Building a Voice Assistant with AI

Sep 28, 2024

Creating a Voice Assistant Using Large Language Model

Overview of Voice Assistant Demo

  • A voice assistant is created to facilitate order placement.
  • Example interaction: user orders "1 idly and 1 Coke."
  • Total cost of the order: INR 70.

Voice Recognition Process

  • Conversion of voice to text using Faster Whisper model:
    • Faster Whisper is an optimized implementation of Open AI Whisper.
    • Provides up to 4x faster performance and uses less memory.
    • Further efficiency can be achieved with 8-bit quantization.

Requirements

  • Python: 3.8 or greater.
  • CUDA Toolkit: Includes necessary libraries (CUBlas, CNN).
    • Recommended to install it instead of individually installing libraries.

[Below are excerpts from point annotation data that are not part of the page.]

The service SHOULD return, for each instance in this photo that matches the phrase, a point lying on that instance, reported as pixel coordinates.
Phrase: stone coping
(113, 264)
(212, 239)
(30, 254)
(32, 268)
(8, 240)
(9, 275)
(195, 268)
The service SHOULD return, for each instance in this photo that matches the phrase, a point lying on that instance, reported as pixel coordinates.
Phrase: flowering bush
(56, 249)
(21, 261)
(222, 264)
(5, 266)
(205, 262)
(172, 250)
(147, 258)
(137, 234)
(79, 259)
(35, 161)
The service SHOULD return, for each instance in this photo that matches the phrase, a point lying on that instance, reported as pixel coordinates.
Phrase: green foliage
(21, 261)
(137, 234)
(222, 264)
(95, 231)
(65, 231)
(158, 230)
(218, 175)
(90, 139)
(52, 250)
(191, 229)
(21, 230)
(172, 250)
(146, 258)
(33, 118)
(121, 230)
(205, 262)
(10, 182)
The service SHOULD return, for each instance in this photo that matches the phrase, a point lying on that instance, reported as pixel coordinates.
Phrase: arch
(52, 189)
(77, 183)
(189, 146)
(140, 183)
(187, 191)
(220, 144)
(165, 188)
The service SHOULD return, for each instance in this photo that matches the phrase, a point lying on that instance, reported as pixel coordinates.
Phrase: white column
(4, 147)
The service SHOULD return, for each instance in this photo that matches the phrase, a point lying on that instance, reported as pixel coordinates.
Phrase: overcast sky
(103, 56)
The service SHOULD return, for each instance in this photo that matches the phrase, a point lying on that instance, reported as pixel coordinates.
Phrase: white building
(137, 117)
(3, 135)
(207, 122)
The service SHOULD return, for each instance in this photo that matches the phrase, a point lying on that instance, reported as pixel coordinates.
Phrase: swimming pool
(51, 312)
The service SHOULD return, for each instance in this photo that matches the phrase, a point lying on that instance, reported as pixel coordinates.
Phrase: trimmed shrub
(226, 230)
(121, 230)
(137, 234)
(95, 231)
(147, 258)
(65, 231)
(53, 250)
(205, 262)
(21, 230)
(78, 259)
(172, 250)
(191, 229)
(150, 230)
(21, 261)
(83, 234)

Workflow of Voice Assistant

  1. Voice to Text Conversion:
    • Use Faster Whisper to transcribe audio input.
    • Input example: Customer states "Pepsi and pizza."
  2. Retrieval-Augmented Generation (RAG):
    • Text goes through RAG which fetches relevant information from a menu database.
    • Information is converted into chunks and embeddings saved to Quadrant DB.
  3. Interaction with Large Language Model:
    • The processed information is sent to an LLM for generating a response.
    • gtts (Google Text-to-Speech) is used to convert the response back to voice.

Chat Memory Feature

  • Implements chat memory to retain conversation context:
    • Essential for maintaining interactive dialogue without repetitive queries.
    • Utilizes Llama Index Chat Memory Buffer.

Code Structure

  • Main Components:
    • app.py: Starting point of the application.
    • voice_service.py: Handles text-to-speech functionality.
    • RAG Module: Manages data retrieval and processing.

Virtual Environment Setup

  • Create virtual environment using: python -m venv vnv
  • Install required packages from requirements.txt.

Main Method Functionality

  • Model and device configurations set in the main method.
  • Continuous loop to listen for customer input until the conversation ends.
  • Audio recording and transcription handling:
    • Audio chunks processed and transcribed.
    • Transcription sent for interaction with LLM.

Running the Application

  • Ensure all dependencies (AMA, Docker for Quadrant) are running.
  • Quick commands to initialize: AMA serve docker run quadrant
  • Monitor and manage processes to avoid port conflicts.

Conclusion of Demo

  • Customer interaction example provided.
  • Accurate order handling and response generation.
  • Emphasis on adapting components for more extensive databases when necessary.

Summary of Key Libraries and Tools Used

  • Faster Whisper: Voice to text processing.
  • gtts: Text to speech conversion.
  • RAG: Information retrieval framework.
  • CUDA Toolkit: GPU support for model execution.
  • Llama Index: Chat memory management.
  • Quadrant DB: Database for storing embeddings and chunks.